Der Oberste Gerichtshof hat als Revisionsgericht durch den Senatspräsidenten Dr. Schragel als Vorsitzenden und durch die Hofräte des Obersten Gerichtshofes Dr. Schubert, Dr. Hofmann, Dr. Schlosser und Dr. Redl als weitere Richter in der Rechtssache der klagenden Partei Heinz H*****, Bundesrepublik Deutschland, vertreten durch Dr. Michael Metzler, Rechtsanwalt in Linz, wider die beklagte Partei Republik Österreich, vertreten durch die Finanzprokuratur, Wien 1., Singerstraße 17-19, wegen restlicher S 75.000,-- samt Anhang infolge außerordentlicher Revision der klagenden Partei gegen das Urteil des Oberlandesgerichtes Wien als Berufungsgerichtes vom 9. März 1987, GZ. 14 R 15/87-42, womit infolge Berufung der klagenden Partei das Urteil des Landesgerichtes für Zivilrechtssachen Wien vom 6. Oktober 1986, GZ. 52/55 Cg 1009/84-37, bestätigt wurde, in nichtöffentlicher Sitzung zu Recht erkannt:

Spruch

Der Revision wird teilweise Folge gegeben; die Urteile der Vorinstanzen werden dahin abgeändert, daß sie einschließlich des bereits in erster Instanz rechtskräftig erfolgten Zuspruchs zu lauten haben:

"Die beklagte Partei ist schuldig, der klagenden Partei den Betrag von S 60.000 samt 4 % Zinsen seit 1.6.1983 binnen 14 Tagen bei Exekution zu bezahlen.

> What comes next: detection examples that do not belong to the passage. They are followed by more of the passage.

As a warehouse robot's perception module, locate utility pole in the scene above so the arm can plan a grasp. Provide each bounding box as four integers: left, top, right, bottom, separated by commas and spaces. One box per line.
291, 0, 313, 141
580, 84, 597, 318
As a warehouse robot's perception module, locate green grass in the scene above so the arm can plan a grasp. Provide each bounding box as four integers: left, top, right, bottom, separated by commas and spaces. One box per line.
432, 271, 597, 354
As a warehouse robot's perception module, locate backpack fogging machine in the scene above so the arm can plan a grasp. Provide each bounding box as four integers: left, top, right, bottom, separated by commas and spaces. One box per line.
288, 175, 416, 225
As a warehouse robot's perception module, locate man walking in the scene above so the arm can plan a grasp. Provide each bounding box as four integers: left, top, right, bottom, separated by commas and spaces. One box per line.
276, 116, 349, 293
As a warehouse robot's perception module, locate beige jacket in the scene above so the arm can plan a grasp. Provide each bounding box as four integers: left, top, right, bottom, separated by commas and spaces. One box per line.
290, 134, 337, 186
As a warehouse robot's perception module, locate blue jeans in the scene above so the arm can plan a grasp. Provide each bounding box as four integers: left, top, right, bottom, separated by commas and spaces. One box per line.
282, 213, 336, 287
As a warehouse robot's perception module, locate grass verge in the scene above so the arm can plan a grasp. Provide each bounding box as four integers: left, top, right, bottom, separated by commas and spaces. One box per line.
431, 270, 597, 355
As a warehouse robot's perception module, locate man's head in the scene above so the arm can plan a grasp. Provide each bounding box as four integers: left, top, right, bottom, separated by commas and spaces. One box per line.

Das Mehrbegehren wird abgewiesen."

Die beklagte Partei ist weiters schuldig, der klagenden Partei die mit S 31.933,60 bestimmten Prozeßkosten und Kosten der Rechtsmittelverfahren (darin enthalten S 2.827,60 Umsatzsteuer und S 830,-- Barauslagen) binnen 14 Tagen bei Exekution zu bezahlen.

Text

Entscheidungsgründe:

Der Kläger wurde mit Urteil des Geschwornengerichtes beim Landesgericht Innsbruck vom 12. 6. 1968, 10 Vr 2557/66-119, wegen des Verbrechens des Meuchelmordes nach den §§ 134, 135 StG zu einer schweren Kerkerstrafe von 20 Jahren verurteilt. Der Kläger verbüßte diese Strafe in der Männerstrafanstalt Garsten. Mit Beschluß des Oberlandesgerichtes Linz vom 29. 4. 1981, 10 Bs 16/81-77, wurde in Abänderung des Beschlusses des Kreisgerichtes Steyr vom 2. 12. 1980, 11 b Nc 524/80-65, dem Kläger der Rest der über ihn verhängten Freiheitsstrafe gemäß § 46 Abs 1 StGB unter Setzung einer fünfjährigen Probezeit bedingt nachgesehen. Es wurde ausgesprochen, daß die Durchführung der Entlassung dem Gericht erster Instanz obliegt. Dieser Beschluß wurde dem Kreisgericht Steyr im Postweg übersendet. Dort geriet er infolge eines Versehens bei der Aktenbündelung bis zum 22. 6. 1981 außer Evidenz. Die Haftentlassung des Klägers erfolgte erst am 25. 6. 1981, 8 Uhr. Mit Beschlüssen des Oberlandesgerichtes Linz vom 15. 9. 1982, 8 Ns 500/82, und des Obersten Gerichtshofes vom 31. 1. 1983, 10 Os 199/82, wurde festgestellt, daß ein Ersatzanspruch des Klägers wegen vermögensrechtlicher Nachteile aus der ungerechtfertigten Haft im Zeitraum vom 29. 4. 1981, 12 Uhr, bis 25. 6. 1981, 8 Uhr, zu Recht besteht.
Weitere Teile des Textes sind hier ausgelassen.